Les randonneurs avec les chiens dans les rues de Martigny
Les enfants peuvent aussi participer activement en tenant les saint-bernard en laisse.

Aujourd’hui, deux spécimens vont nous accompagner au fil de la Meunière, un petit ruisseau qui relie le musée au moulin de Semblanet: Thelia, 2 ans, femelle au poil court, et Kali, 7 ans, femelle au poil long. «En rando, on ne prend pas plus de trois saint-bernard par groupe, sinon on n’arrive pas à gérer tout le monde, les chiens et les gens», sourit Jennifer Billot, gardienne d’animaux à la Fondation Barry. Qui poursuit: «On privilégie bien sûr ceux qui aiment le contact.

Les chiens sont comme nous, certains préfèrent les personnes âgées, d’autres les enfants. On choisit en fonction de la composition des groupes.»

Aux bons soins des participants

Avant de se mettre en route, quelques recommandations: mieux vaut éviter d’enrouler la laisse autour de son poignet. «Si le chien décide de se mettre à courir, c’est 70 kilos qui vont vous embarquer!», précise Jennifer Billot, qui encourage aussi à rester vigilant lors de toute rencontre canine et, surtout, à ne pas être avare en caresses.

Dès la sortie du musée, les saint-bernard sont donc confiés aux bons soins des participants, sous l’œil attentif de la gardienne. Même les petits enfants, pour autant qu’ils sachent marcher bien sûr, sont invités à tenir en laisse ces impressionnants athlètes.

Le chemin se faufile derrière le musée et part en direction de la forêt. La neige durcie rend la marche glissante, mais les toutous, mieux équipés, marchent d’un bon pas. Thelia, sensible et fougueuse, s’impatiente vite. Alors que Kali, la démarche dansante et pépère, n’a pas trop envie qu’on la bouscule. C’est comme ça: en rando avec les saint-bernard, ce sont eux qui donnent le tempo.

Notre guide, Jennifer Billot.

On rejoint un petit sentier qui longe un autre ruisseau, à sec en cette saison. Sorte de remblai rempli de feuilles mortes, où les chiens adorent se rouler. Pendant que Kali s’affaire à ronger un bâton, puis à mâchouiller un bloc de neige, on en profite pour lever les yeux et admirer l’amphithéâtre romain, à deux pas en contrebas. On bascule sous le règne de l’empereur Trajan au IIe siècle… avant de repartir brusquement dans le présent: Kali a décidé d’aller voir ailleurs.

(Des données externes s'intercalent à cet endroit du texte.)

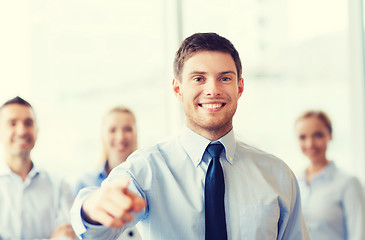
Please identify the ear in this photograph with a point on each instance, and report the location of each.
(240, 87)
(176, 86)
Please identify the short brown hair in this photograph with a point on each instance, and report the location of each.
(205, 42)
(318, 114)
(16, 100)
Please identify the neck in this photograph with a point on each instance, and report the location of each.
(21, 165)
(211, 134)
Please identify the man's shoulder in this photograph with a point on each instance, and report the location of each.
(262, 159)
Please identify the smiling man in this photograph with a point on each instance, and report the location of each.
(33, 205)
(204, 184)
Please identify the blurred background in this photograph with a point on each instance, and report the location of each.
(74, 59)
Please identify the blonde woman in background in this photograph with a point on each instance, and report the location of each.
(119, 140)
(333, 203)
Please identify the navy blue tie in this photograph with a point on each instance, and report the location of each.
(215, 219)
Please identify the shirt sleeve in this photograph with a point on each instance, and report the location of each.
(354, 210)
(85, 230)
(292, 224)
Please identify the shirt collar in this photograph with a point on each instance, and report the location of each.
(195, 145)
(102, 174)
(327, 171)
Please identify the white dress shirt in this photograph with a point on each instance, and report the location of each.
(333, 205)
(34, 208)
(262, 199)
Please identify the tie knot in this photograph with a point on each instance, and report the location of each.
(215, 150)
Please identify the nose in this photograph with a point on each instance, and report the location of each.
(212, 88)
(120, 135)
(21, 129)
(309, 143)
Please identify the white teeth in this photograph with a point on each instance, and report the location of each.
(212, 105)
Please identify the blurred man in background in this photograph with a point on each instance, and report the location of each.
(33, 205)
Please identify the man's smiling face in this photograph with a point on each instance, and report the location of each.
(209, 90)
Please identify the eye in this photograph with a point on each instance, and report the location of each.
(12, 123)
(127, 129)
(318, 135)
(28, 123)
(198, 79)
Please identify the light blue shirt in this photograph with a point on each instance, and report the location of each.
(262, 199)
(34, 208)
(333, 205)
(95, 178)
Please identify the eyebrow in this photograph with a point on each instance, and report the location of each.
(221, 73)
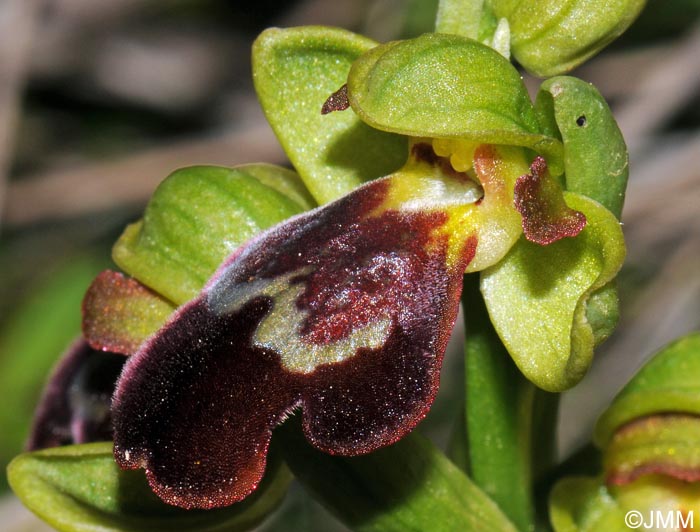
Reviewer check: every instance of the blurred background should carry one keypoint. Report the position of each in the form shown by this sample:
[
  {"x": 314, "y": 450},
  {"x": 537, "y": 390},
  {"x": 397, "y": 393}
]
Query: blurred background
[{"x": 101, "y": 99}]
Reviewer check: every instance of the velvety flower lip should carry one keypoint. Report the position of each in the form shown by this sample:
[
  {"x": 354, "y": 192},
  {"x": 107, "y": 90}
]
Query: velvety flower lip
[
  {"x": 344, "y": 312},
  {"x": 539, "y": 199},
  {"x": 75, "y": 405}
]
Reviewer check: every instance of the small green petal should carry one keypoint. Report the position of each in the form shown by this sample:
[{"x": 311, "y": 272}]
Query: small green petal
[
  {"x": 595, "y": 153},
  {"x": 669, "y": 382},
  {"x": 119, "y": 313},
  {"x": 550, "y": 38},
  {"x": 52, "y": 483},
  {"x": 447, "y": 86},
  {"x": 197, "y": 217},
  {"x": 536, "y": 297},
  {"x": 295, "y": 70}
]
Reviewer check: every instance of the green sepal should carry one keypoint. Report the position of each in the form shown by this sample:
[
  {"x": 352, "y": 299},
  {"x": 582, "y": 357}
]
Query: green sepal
[
  {"x": 669, "y": 382},
  {"x": 26, "y": 356},
  {"x": 198, "y": 216},
  {"x": 410, "y": 485},
  {"x": 448, "y": 86},
  {"x": 583, "y": 504},
  {"x": 295, "y": 70},
  {"x": 52, "y": 483},
  {"x": 536, "y": 297},
  {"x": 550, "y": 38},
  {"x": 595, "y": 153}
]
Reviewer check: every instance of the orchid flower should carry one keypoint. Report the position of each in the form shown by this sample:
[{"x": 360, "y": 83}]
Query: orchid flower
[{"x": 243, "y": 301}]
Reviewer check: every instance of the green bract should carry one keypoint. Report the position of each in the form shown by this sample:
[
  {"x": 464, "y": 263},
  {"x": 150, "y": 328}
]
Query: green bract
[
  {"x": 536, "y": 297},
  {"x": 595, "y": 154},
  {"x": 447, "y": 86},
  {"x": 198, "y": 216},
  {"x": 550, "y": 38},
  {"x": 582, "y": 504},
  {"x": 670, "y": 382},
  {"x": 54, "y": 484},
  {"x": 650, "y": 438},
  {"x": 295, "y": 70}
]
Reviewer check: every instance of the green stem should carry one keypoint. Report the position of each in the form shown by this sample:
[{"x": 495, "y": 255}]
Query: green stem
[
  {"x": 406, "y": 487},
  {"x": 510, "y": 424},
  {"x": 459, "y": 17}
]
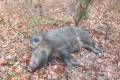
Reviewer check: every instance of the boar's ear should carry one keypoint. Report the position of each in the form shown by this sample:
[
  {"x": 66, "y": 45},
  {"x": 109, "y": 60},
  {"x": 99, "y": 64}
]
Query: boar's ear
[{"x": 36, "y": 40}]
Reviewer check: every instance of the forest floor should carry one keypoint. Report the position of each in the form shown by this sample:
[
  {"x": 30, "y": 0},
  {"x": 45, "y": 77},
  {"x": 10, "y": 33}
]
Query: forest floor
[{"x": 19, "y": 21}]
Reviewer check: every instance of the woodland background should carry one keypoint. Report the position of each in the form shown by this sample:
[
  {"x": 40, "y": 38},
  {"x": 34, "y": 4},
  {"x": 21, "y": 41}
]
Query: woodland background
[{"x": 20, "y": 19}]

Un verger immobile dresse ses branches noires contre le ciel. Puis, le chemin s’interrompt sans prévenir et l’on bifurque en direction de la gare de Martigny-Bourg. A peine traversé les rails que l’on revient déjà à la civilisation, à travers les ruelles qui mènent au vieux village. Et on retrouve la Meunière, tranquille et sage sous sa grille de fer.

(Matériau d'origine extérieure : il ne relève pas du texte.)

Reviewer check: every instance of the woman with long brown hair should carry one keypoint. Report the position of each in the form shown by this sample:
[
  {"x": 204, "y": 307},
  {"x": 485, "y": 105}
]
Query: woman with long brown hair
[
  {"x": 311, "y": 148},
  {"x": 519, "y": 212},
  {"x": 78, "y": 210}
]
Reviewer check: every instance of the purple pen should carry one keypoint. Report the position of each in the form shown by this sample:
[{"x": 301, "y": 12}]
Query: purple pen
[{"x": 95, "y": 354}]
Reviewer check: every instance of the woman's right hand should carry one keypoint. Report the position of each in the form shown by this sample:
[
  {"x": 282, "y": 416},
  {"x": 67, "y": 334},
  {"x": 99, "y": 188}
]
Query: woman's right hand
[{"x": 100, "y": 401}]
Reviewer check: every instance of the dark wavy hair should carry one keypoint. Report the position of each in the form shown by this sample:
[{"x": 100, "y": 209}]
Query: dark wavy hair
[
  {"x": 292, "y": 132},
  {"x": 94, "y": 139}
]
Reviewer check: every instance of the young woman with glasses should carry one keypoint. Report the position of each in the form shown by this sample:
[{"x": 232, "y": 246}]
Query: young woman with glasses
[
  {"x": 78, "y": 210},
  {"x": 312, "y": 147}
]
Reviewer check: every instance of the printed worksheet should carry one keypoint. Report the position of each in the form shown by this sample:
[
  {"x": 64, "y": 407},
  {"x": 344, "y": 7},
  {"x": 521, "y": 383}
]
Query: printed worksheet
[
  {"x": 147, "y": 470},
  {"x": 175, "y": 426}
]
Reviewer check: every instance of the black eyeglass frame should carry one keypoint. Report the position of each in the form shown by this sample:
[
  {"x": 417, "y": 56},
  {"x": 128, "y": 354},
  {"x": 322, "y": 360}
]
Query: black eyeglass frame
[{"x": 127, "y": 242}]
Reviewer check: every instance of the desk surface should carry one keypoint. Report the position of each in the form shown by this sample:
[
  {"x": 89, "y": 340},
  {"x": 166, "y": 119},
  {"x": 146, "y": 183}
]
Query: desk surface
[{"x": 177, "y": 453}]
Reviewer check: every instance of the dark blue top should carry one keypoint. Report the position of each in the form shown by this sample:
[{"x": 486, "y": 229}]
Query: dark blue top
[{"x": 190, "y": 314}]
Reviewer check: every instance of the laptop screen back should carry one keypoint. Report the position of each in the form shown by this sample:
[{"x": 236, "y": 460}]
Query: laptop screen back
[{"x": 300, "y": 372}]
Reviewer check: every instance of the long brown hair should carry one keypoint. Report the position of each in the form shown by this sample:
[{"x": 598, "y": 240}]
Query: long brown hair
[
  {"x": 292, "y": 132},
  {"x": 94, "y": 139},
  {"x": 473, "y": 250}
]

Dans le vieux bourg, ça sent encore le carnaval. Confettis et verres brisés devant les devantures qui semblent avoir la gueule de bois. Les chiens déambulent la mine friande, reniflant les éventuels restes de nourriture. «Le saint-bernard est très gourmand! Mais c’est aussi un chien d’endurance, avec un excellent flair», précise Jennifer Billot.

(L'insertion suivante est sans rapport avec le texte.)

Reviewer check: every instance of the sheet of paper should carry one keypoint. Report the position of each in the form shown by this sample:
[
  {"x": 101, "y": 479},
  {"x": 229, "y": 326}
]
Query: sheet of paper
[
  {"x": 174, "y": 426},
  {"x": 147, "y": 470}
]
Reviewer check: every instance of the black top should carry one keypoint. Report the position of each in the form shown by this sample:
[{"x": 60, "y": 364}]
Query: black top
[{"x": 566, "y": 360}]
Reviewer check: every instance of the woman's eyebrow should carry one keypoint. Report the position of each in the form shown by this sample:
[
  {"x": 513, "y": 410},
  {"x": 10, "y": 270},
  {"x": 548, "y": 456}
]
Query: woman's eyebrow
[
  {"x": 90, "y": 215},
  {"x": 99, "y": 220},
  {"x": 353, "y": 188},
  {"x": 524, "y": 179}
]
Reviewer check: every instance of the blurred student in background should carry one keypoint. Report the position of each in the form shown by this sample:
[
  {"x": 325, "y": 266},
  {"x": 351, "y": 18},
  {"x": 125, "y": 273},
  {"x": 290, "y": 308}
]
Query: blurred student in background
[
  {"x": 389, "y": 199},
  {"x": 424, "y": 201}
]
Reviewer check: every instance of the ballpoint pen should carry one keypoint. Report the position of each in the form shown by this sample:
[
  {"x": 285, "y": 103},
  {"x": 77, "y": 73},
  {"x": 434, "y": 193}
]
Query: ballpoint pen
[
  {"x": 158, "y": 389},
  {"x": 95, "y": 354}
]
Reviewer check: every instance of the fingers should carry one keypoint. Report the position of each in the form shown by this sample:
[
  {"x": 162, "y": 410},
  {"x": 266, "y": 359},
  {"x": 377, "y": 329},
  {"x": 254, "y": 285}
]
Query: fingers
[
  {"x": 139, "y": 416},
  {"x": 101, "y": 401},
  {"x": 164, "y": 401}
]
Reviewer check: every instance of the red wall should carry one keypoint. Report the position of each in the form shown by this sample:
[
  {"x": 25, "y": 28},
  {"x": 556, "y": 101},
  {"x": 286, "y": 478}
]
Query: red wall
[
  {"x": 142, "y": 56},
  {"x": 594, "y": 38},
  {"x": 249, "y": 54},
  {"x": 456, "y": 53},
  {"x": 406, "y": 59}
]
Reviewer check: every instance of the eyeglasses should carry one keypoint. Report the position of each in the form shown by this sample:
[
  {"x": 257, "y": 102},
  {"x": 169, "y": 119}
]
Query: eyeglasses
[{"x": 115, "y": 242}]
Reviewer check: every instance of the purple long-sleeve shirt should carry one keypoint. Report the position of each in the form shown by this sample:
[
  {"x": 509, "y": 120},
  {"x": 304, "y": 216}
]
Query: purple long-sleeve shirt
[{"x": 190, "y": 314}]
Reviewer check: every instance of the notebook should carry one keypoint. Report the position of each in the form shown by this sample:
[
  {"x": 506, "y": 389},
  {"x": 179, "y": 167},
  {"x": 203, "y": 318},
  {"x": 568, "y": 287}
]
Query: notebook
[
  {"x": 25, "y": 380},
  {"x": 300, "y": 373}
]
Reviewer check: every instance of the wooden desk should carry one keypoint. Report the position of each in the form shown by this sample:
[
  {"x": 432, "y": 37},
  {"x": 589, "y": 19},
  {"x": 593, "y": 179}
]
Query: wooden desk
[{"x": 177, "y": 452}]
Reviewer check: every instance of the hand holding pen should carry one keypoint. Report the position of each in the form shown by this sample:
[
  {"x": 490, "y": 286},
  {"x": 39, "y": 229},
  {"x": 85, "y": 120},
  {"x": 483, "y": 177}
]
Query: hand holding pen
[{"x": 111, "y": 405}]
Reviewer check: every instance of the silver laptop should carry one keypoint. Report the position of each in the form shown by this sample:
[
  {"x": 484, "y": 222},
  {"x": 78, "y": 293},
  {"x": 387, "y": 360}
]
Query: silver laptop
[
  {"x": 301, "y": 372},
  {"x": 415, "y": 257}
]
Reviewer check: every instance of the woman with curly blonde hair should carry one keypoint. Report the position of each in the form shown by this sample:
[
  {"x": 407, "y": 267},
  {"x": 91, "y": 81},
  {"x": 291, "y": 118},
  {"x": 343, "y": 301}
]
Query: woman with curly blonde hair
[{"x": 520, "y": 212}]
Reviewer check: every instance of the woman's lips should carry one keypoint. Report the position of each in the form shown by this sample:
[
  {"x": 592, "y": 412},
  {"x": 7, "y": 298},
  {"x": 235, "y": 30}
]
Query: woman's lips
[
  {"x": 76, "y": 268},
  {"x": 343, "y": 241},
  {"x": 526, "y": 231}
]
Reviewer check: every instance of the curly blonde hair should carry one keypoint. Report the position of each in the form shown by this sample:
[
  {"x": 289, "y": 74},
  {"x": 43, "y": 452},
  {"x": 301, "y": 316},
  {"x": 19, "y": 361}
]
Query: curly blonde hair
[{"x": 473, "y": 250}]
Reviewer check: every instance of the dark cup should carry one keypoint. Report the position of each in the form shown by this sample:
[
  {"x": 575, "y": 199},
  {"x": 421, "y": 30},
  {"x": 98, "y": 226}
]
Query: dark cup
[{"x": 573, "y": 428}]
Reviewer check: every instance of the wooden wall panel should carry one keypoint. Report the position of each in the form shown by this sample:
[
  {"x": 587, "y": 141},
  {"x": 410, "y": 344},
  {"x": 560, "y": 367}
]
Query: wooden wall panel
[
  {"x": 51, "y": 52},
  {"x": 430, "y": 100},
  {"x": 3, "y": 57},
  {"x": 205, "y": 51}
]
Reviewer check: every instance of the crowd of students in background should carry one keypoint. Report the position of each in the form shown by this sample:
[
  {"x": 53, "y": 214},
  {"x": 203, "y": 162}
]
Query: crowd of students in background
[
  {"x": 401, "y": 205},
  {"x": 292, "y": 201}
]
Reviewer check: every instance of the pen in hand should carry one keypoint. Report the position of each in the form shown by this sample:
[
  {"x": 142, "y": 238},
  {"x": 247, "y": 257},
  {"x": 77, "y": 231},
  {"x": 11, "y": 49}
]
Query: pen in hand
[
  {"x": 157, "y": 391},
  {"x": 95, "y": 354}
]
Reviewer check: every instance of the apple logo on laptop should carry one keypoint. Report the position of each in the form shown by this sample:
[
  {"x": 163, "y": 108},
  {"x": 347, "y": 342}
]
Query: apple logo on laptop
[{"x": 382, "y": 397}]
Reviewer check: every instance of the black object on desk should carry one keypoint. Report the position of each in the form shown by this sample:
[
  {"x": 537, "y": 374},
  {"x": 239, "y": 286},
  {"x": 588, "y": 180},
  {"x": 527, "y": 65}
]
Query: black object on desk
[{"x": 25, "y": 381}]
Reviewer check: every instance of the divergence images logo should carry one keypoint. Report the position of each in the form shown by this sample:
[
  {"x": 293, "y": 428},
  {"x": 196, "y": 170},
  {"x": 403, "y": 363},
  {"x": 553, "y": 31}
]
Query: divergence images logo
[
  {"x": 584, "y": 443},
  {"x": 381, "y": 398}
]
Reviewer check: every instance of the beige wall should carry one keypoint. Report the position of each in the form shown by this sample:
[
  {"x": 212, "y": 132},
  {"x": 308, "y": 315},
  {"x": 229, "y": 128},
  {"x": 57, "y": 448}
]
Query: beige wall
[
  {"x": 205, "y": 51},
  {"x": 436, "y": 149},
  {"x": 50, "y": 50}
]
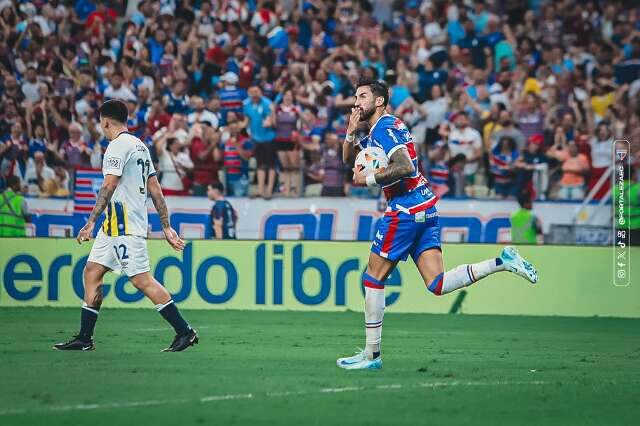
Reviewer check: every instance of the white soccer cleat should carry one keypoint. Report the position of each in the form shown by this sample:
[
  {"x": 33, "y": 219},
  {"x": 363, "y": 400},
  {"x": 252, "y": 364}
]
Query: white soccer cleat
[
  {"x": 359, "y": 361},
  {"x": 515, "y": 263}
]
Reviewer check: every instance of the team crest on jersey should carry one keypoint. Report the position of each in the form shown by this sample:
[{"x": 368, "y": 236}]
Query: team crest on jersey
[
  {"x": 398, "y": 124},
  {"x": 112, "y": 162},
  {"x": 375, "y": 162}
]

Un bon partenaire en zoothérapie

Un flair légendaire et un bon sens de l’orientation qui lui ont justement valu son rôle de sauveteur des neiges pendant deux siècles à l’hospice du col du Grand-Saint-Bernard. Aujourd’hui, cette race n’est plus entraînée pour le sauvetage d’avalanche – trop lourde pour monter dans l’hélico – mais elle constitue toujours un excellent chien d’attelage et un bon partenaire en zoothérapie.

C’est d’ailleurs le cas de Kali, qui est régulièrement amenée dans les homes pour visiter les pensionnaires.

Une femme, qui ne parlait plus, a retrouvé la parole en voyant le chien.

D’autres pensionnaires, immobiles, ont renoué avec l’envie de faire des gestes en sa compagnie», explique Jennifer Billot. Une autre forme de secours que ce sympathique pataud peut apporter aux humains.

Un enfant en compagnie des deux saint-bernard.
Après cette belle promenade, une pause sera bienvenue!

On croise la petite rue des Fontaines et déjà on arrive au moulin de Semblanet, avec ses roues à eau toujours en activité dans l’ombre de la pierre. Fin de parcours en apothéose pour tout le monde: pendant que les chiens étancheront leur soif, le promeneur fera pareil autour d’une assiette valaisanne. Et les enfants auront droit à une dégustation-devinette de sirops et jus de fruits du terroir!